From: Tab Atkins Jr. <jackalmage@gmail.com>
Date: Thu, 31 Jul 2008 17:21:56 -0500
Message-ID: <dd0fbad0807311521k589e88ffk37cd9b5978826c73@mail.gmail.com>
To: Simetrical <simetrical@gmail.com>
Cc: "www-style list" <www-style@w3.org>
On Thu, Jul 31, 2008 at 4:43 PM, Simetrical <simetrical@gmail.com> wrote:

> On Thu, Jul 31, 2008 at 9:50 AM, Tab Atkins Jr. <jackalmage@gmail.com>
> wrote:
> > Boris, what are your thoughts on my proposal for a more limited :matches?
> > From your previous explanations, it seems that a simple test for children
> > and following siblings shouldn't be any worse than existing implemented
> > selectors.  Specifically, "foo:matches(+ bar)" seems like it would be
> > exactly as complex to resolve as "foo + bar".
>
> From Boris' last post, I guess the answer to this is that it's a good
> deal more complex, although maybe manageably.  Every time an element
> is added, you might need to recompute style for its immediately
> preceding sibling.  Of course, if you recompute style for an element
> and it turns out that some inheritable property has changed value, you
> need to recompute style for all its descendants, which could be a lot.
>  On the other hand, "foo + bar" recomputes nothing at all.

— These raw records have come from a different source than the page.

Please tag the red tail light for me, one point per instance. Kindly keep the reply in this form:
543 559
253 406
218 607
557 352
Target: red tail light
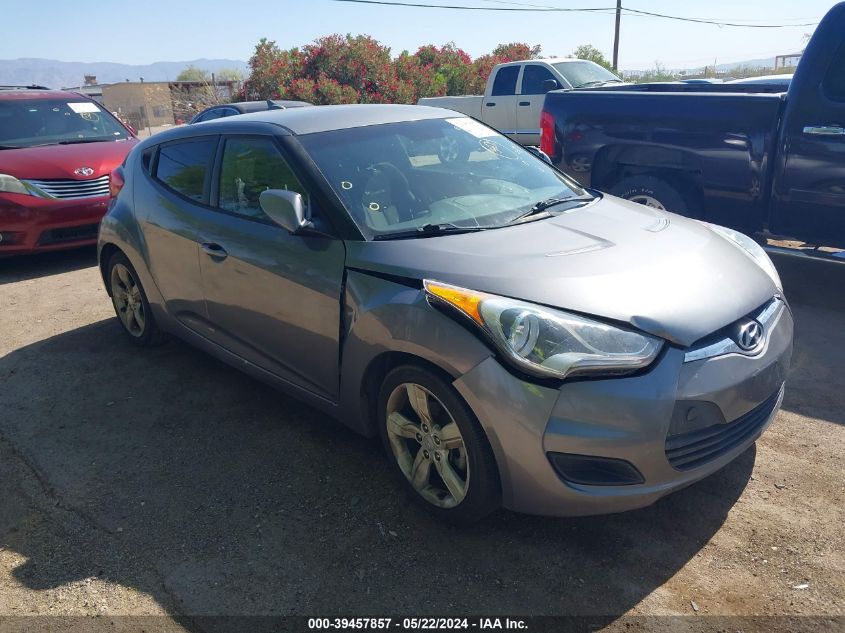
547 134
116 182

I'm not sure I get you here.  Given "foo + bar", a DOM mutation could
certainly recompute the style of descendants.  It would simply be the
descendants of bar that possibly get recomputed styles, whereas in
foo:matches(+ bar) it's foo's descendants that may need recomputation.  Is
there something I'm overlooking here that allows you to avoid recomputing
styles upon a DOM mutation if you use the "foo + bar" rule?

"foo:matches(~ bar)" would be worse, because it would require
> recomputing style for all preceding siblings.  "foo:matches(> bar)"
> would be still worse, because it would require recomputing style for
> the parent, which could mean also *all* siblings (preceding or
> succeeding).  And "foo:matches( bar)" would be worst of all, because
> it could require recomputing style for all *ancestors*, which would
> include the root element, and therefore *all* elements.


Same objection as above.  What about "foo:matches(~ bar)" requires a bunch
of recomputation that "foo ~ bar" does not?  It seems that "foo ~ bar" would
require recomputing style for all *following* siblings of foo.  I understand
that "foo ~ bar" all by itself is a fairly inefficient selector that
generates a lot of work when used, but it was still implemented.  In my head
"foo:matches(~ bar)" generates the same amount of work, and thus wouldn't
fall under the "too slow to implement" argument.  The + and ~ combinators
just seem to be perfectly symmetrical (haha!) regarding their use in normal
expressions or :matches() expressions.

I understand why the child and descendant combinators are *not* symmetrical,
and why the :matches() versions are more work (in the descendant
combinator's case, a *lot* more work).  As you say, "foo > bar" *can't*
trigger style recomputation in foo or foo's other children, while
"foo:matches(> bar)" can.  (And "foo:matches(bar)" can trigger style
recomputation cascading from arbitrarily high in the document!)  It is my
hope, though, that "foo:matches(> bar)" isn't *overly* complex, and would be
possible to implement.  Boris' remarks in the prior thread on this topic
indicated that he believed, at least offhand, that a :has-child()
pseudoclass wouldn't be impossible (which is exactly what :matches(>) is).
Of course, he is free to revise his opinion if I drew the wrong conclusion.


> And the more limited forms you suggest are still worse
> than current selectors, but possibly manageable if there's a real need
> for them (which AFAICT there isn't).


Well, use-cases have already been advanced.  At least for the :matches(+)
and :matches(~), the use-cases are *identical* to the plain + and ~
combinators.  If you can find a use for one version, you can find a use for
the other version.  The use-cases for :matches(>) are somewhat more limited,
but there are many important ones.  One that has come up a few times is
styling the container of a checkbox/radio input based on the input's
:checked state.  This is impossible to do with CSS currently, but here it
would be foo:matches(> :checked).  I've also had several times in my design
experience (one just earlier this week!) where I've wanted to style an
element based on its children, but instead had to push the relevant info
into a class on the parent.  This is usually manageable, but it's definitely
inconvenient and I'd prefer it to be in the CSS if at all possible.